After the deployment has stabilized, access kdb Insights Enterprise and redeploy your packages. The CLI outputs the required commands upon completion of the upgrade process:
```
Packages and assemblies were not automatically re-applied.
To manually re-apply them, run: kxi pm deploy
Packages: ['example-package']
```
If you have deployed the Monitoring Stack and a Grafana ingress, also follow these migration steps.

Rollback to Ingress-Nginx

If you need to revert to Ingress-Nginx for any reason, follow these steps:

Reinstall Ingress-Nginx using the backup values.

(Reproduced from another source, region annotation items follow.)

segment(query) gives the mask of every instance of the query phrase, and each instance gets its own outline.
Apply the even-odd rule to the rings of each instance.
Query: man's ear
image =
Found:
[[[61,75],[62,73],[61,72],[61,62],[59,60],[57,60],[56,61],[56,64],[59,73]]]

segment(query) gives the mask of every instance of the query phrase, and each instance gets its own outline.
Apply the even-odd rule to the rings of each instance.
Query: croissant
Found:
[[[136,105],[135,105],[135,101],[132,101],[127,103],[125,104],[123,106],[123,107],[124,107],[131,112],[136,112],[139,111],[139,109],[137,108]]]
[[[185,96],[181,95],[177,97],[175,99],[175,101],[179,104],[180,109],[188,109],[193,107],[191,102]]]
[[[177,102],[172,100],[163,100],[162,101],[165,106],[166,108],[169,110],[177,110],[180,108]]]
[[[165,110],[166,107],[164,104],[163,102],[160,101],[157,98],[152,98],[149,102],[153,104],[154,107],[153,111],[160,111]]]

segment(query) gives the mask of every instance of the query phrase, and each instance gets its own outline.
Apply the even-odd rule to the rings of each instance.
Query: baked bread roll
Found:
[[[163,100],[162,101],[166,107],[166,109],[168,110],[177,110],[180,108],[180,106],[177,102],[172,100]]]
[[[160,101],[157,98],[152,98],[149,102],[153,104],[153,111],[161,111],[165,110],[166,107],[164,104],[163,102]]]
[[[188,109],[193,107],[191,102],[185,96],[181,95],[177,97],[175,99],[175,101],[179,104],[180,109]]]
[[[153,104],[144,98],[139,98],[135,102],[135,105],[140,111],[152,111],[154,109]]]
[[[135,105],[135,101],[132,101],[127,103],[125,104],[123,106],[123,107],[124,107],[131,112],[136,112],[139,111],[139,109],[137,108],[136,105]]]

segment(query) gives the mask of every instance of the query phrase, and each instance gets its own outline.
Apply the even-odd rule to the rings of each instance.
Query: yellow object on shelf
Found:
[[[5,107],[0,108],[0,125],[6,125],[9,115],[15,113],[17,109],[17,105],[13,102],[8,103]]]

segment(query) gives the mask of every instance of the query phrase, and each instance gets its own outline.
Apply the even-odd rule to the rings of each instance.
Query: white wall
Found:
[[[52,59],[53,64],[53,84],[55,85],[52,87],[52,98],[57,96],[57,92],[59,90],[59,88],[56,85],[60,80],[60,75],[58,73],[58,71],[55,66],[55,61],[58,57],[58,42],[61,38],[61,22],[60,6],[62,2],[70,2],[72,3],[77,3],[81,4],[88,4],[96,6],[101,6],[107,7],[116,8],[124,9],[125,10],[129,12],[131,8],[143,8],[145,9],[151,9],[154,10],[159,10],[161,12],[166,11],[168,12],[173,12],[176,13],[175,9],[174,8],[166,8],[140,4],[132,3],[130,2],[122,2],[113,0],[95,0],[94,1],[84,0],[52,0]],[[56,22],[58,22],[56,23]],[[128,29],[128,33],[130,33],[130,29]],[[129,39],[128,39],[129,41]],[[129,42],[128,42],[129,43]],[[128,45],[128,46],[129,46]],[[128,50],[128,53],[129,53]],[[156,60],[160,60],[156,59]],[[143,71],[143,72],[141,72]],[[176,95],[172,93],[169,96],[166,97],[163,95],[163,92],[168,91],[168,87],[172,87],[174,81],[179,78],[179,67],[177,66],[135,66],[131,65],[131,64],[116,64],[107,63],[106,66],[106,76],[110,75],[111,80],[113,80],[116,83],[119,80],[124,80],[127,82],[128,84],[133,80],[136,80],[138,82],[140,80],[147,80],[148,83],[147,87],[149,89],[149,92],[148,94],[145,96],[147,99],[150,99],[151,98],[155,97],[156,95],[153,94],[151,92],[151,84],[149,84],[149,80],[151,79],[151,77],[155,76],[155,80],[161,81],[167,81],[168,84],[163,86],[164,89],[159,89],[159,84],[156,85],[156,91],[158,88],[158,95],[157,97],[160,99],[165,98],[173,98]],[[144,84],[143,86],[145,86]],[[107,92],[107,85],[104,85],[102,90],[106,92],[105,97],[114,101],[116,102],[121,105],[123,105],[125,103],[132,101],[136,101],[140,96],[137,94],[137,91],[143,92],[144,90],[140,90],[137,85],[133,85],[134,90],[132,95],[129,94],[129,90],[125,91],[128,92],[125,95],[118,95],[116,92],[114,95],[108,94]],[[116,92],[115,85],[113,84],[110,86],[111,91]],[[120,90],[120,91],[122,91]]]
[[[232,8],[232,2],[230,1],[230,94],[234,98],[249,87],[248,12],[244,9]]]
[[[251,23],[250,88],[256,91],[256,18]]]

helm repo add ingress-nginx https://kubernetes.github.io/ingress-nginx
helm repo update

helm upgrade --install \
    -f "ingress-nginx-values-backup.yaml" \
    --namespace "ingress-nginx" \
    "ingress-nginx" "ingress-nginx/ingress-nginx" --version "4.11.5" \
    --create-namespace

If your cluster uses a private IP address, also perform the following:

helm upgrade --install \
    -f "external-ingress-nginx-values-backup.yaml" \
    --namespace "external-ingress-nginx" \
    "external-ingress-nginx" "ingress-nginx/ingress-nginx" --version "4.11.5" \
    --create-namespace

Reconfigure your Insights instance:

helm get values insights -n insights -o yaml | \
    yq '. * {"global": {"ingress": {"controllerType": "community-nginx", "class": "nginx"}}}' \
    > insights-vals.yaml


kxi install upgrade --version <your insights version>  --skip-packages -f ./insights-vals.yaml

Once the configuration is updated, run:

helm uninstall nginx-community -n nginx-community

Allow time for the F5 Ingress Controller to fully take over ingress traffic. This transition may take up to 5 minutes. Monitor progress by checking the services in the nginx-community namespace - ensure all services reach a stable running state and that none remain in a pending state.
Once the deployment has stabilized, access kdb Insights Enterprise and redeploy your packages. The CLI outputs the required commands at the end of the upgrade process:
```
Packages and assemblies were not automatically re-applied.
To manually re-apply them, run: kxi pm deploy
Packages: ['example-package']
```
If you have deployed the Monitoring Stack and a Grafana ingress, also follow these migration steps.